Güncelleme Tarihi:
MİHA muhabirlerinin bir dönem okulda konuk ettiği Yaşar Kemal’in, ‘Röportaj Üzerine’ kaleme aldığı bir yazıyla başlıyor kitap. Kemal bu yazısında, “Röportaj bir edebiyat sayılabilir mi? Bu soruyla çok karşılaştım. Röportaj bir edebiyat sayılmak ne, röportaj bal gibi edebiyattır. Onu haberden ayıran nitelik, onun edebiyat gücüdür. Haber bir yaratma değil, taşımadır. Röportaj bir yaratmadır, haberin varamadığı yere varandır” diyor.
MİHA ARŞİVİ FAKÜLTEDEN NASIL ATILDI?
Güven, MÜ İletişim Fakültesi yönetimince MİHA’nın nasıl dağıtıldığını, 19 yıllık arşivin okuldan nasıl kapı dışarı edildiğini, yaşadıkları o acı günleri ilk kez bu kitapta anlatıyor: “19 yılın emeğinin sindiği MİHA odasını kullandırtmadılar bize. Yıllar içinde birikmiş fotoğraflar, yazılar, eşya fakültenin bir odasına taşındı. Her şey üst üste karman çorman atıldı. Sonra bir telefon; MİHA’nın nesi var nesi yoksa, fakülteden uzaklaştırılmalıydı. Yatakta yatıyordum ateş içinde; kalktım gittim. Bir kamyonet kiralandı ve ne var ne yok tıklım tıkış yüklendi. İLAD’ın tahsis ettiği Beyoğlu’ndaki bir odaya yılların ürününü, anılarını tıkıştıracaktık...”

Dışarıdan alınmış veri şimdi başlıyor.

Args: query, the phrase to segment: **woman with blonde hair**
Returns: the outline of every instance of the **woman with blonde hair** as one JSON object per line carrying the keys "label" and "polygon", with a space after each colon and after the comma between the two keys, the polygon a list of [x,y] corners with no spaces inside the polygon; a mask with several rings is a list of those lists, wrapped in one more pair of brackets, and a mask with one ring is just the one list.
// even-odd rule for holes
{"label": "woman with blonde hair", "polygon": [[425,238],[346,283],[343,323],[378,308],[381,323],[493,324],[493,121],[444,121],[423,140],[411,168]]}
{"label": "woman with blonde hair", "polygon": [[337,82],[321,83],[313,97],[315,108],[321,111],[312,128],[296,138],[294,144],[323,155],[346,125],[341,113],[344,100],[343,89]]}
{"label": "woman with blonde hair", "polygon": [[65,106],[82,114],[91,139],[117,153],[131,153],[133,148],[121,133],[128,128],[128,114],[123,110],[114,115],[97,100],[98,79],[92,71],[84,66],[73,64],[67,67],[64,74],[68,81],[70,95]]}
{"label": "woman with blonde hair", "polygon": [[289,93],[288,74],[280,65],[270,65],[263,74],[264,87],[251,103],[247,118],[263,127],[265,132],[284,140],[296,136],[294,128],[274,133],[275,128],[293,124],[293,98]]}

“MİHA, aldığı şahsı yıkıp, yeniden yapar.” Bir öğrenciye ait bu söz, MİHA’nın ‘okul içinde okul’ olduğunun en güzel kanıtı. Öğrencilerinin, ‘Yel değirmenlerine karşı bir Don Kişot’ diye nitelediği hocaları Kayıhan Güven, MÜ İletişim’de bir dönemin kapandığını ilan ederken, ajans olarak ‘Sevgimiz Özgürlüğümüzdür’, ‘Kes, Korkak Alıştırma Elini’, ‘Çıplak Kralın Terzileri’ kitaplarının ardından dördüncü kitabı ‘Gide gide’yi yayımlamanın gururunu yaşıyor.